St. Louis Cardinals
- Pitcher
- Born: May 25, 2004 (age 22) Jefferson City, Tennessee, U.S.
- Bats: RightThrows: Right

= Tanner Franklin =

American baseball player (born 2004)

William Tanner Franklin (born May 25, 2004) is an American professional baseball pitcher in the St. Louis Cardinals organization.

==Amateur career==
Franklin attended Jefferson County High School in Dandridge, Tennessee. In Franklin's senior season, he was named an all-state, all-region, all-district, and MVP Pitcher. He committed to play college baseball at Kennesaw State University for the Owls.

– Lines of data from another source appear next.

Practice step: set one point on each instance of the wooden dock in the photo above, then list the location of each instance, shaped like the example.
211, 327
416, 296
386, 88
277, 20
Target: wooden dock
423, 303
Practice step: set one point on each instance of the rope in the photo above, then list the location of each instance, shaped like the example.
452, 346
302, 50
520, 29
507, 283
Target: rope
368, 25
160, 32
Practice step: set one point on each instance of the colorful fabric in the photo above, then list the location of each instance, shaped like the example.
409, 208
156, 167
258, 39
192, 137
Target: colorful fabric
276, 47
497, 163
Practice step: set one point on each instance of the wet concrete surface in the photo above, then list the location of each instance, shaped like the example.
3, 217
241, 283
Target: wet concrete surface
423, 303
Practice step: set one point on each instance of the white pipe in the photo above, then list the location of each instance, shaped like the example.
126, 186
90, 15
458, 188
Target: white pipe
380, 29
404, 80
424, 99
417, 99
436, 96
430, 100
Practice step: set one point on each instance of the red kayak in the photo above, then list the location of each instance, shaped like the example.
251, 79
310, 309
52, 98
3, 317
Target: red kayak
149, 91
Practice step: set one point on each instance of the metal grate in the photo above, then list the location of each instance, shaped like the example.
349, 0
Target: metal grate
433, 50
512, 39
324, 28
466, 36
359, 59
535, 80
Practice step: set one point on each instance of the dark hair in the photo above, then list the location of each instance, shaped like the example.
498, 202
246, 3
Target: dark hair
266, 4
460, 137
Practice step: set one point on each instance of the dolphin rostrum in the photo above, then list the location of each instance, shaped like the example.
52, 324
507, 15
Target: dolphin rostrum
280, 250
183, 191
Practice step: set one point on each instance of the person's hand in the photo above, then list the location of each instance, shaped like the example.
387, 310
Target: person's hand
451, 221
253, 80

Franklin saw limited action as a freshman at Kennesaw State, playing in 13 games with two starts on the mound, throwing 11 total innings with 18 strikeouts. As a sophomore in 2024 with the Owls, Franklin tied for the team lead with 21 appearances, posting a 4-1 record and five saves in 27 1/3 innings of work while striking out 43 batters. Following the season, he transferred to the University of Tennessee to play for the Volunteers. For the 2025 season with Tennessee, he made one start and 27 total appearances, setting career highs in appearances with 27, strikeouts with 52, and ERA with 4.89 ERA across 38 2/3 innings.

==Professional career==
Franklin entered the 2025 Major League Baseball draft as a top pitching prospect. He was selected by the St. Louis Cardinals with the 72nd overall pick. Franklin signed with the team for $1.1 million.

Franklin made his professional debut after signing with the Single-A Palm Beach Cardinals and also played with the High-A Peoria Chiefs, pitching a total of six innings between the two teams with nine strikeouts. He returned to Peoria to begin the 2026 season. In August, he was promoted to the Double-A Springfield Cardinals.